In the winter of 1861, visitors to the Louvre might have seen a young artist painstakingly copying one of the museum’s 39 paintings by Poussin. The subject was ‘The Abduction of the Sabine Women’ and the artist was the 27-year-old Edgar Degas, then at work on his own classical battle of the sexes, ‘Young Spartans’.
Although lumped with the impressionists, Degas was a classicist at heart. ‘The masters must be copied over and over again,’ he believed, ‘and it is only after proving yourself a good copyist that you should reasonably be permitted to draw a radish from nature.’ A dedicated copyist himself, Poussin would have approved. The paintings in Poussin and the Dance at the National Gallery copy from Titian, Annibale Carracci, Giambologna, Reni, Raphael, Mantegna — and especially from Roman sculpture, as illustrated by the two Roman vases and ‘The Borghese Dancers’ bas-relief included in the exhibition.

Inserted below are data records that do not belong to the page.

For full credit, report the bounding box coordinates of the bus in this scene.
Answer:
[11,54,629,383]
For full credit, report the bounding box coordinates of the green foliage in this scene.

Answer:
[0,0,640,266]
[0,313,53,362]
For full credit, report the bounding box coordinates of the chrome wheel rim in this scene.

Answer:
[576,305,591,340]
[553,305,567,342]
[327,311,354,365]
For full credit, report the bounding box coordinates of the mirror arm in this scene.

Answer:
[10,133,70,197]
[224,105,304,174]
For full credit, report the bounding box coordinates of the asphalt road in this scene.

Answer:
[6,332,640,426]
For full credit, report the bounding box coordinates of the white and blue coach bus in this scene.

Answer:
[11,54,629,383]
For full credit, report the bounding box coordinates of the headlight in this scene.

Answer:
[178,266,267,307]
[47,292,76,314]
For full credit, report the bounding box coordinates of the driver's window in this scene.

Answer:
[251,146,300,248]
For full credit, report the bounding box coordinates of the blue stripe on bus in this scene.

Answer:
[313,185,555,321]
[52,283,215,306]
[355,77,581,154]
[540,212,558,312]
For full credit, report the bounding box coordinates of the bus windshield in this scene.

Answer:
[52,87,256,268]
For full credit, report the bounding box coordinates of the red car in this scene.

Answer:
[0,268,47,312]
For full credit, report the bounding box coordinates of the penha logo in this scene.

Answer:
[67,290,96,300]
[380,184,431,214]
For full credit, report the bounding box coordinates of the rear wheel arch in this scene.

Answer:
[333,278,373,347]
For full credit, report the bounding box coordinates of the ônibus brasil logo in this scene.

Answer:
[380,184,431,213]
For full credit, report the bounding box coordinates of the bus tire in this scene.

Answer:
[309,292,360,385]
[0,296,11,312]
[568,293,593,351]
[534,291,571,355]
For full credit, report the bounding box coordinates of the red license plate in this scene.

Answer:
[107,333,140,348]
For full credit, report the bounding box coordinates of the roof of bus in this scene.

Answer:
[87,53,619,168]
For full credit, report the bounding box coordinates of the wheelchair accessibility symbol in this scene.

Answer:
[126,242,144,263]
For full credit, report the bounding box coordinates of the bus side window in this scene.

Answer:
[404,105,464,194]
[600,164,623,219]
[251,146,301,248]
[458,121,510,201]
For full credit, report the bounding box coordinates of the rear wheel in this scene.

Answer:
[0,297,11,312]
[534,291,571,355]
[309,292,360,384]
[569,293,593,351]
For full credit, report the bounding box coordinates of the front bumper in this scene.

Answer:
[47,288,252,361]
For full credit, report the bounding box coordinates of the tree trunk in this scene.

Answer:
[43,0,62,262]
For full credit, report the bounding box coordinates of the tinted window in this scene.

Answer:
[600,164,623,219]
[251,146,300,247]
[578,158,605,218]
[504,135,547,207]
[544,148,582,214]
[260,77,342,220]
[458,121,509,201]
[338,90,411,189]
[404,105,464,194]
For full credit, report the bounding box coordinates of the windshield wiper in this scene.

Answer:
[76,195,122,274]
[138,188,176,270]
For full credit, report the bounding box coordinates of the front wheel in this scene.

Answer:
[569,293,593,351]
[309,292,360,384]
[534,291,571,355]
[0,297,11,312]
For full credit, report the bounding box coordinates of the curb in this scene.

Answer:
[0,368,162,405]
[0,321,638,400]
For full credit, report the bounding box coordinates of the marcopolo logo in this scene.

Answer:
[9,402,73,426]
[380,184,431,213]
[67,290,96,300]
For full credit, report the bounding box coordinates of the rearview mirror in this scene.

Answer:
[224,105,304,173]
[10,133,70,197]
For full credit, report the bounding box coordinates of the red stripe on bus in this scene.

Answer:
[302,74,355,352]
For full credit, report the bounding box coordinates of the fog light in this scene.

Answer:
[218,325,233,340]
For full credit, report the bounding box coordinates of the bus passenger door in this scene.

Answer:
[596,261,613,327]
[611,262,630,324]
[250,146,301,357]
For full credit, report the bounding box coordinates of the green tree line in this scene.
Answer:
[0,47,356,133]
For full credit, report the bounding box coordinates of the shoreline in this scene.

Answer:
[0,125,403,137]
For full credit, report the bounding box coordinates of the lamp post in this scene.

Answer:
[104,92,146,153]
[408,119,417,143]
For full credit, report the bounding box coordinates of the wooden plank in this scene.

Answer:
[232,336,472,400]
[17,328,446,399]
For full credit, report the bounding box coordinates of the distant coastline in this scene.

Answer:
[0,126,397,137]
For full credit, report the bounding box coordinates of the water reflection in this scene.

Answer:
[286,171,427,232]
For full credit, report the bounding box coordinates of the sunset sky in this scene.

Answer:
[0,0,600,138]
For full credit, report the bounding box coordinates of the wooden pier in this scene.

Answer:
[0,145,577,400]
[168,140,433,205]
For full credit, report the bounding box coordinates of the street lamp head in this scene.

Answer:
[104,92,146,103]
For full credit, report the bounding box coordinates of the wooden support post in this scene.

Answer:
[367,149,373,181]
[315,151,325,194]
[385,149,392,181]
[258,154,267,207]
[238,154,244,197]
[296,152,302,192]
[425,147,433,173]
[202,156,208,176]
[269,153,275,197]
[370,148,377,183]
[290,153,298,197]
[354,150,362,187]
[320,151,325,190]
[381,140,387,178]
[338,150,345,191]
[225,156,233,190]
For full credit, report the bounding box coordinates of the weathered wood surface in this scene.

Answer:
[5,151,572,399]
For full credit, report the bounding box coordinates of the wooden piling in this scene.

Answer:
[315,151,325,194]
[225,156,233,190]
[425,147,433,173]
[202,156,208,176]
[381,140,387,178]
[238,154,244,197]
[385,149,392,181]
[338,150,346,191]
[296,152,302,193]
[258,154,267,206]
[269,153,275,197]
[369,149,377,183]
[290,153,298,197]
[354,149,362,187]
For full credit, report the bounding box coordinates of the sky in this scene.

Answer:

The National Gallery hopes to show the frisky side of a classical master normally seen as cold and austere
By reassembling all the paintings with dancing figures that Poussin made after arriving in Rome, aged 30, in 1624, the National Gallery hopes to show the frisky side of a classical master normally regarded as cold and austere. With Poussin, though, even tripping the light fantastic has its dark side: the dancing goddess in his sunny ‘Realm of Flora’ (1630–31) is scattering petals over miserable mortals being turned into flowers at the whim of the gods. A definition of dance that takes in bacchanals — basically drunken orgies involving a bit of cloven hoofing by satyrs with maenads — and violent abductions — otherwise known as rapes — is certainly broad. The pretext for the latter’s inclusion is that their ‘martial choreography’ is balletic. Whatever, they’re no thés dansants.
But we live in more puritanical times.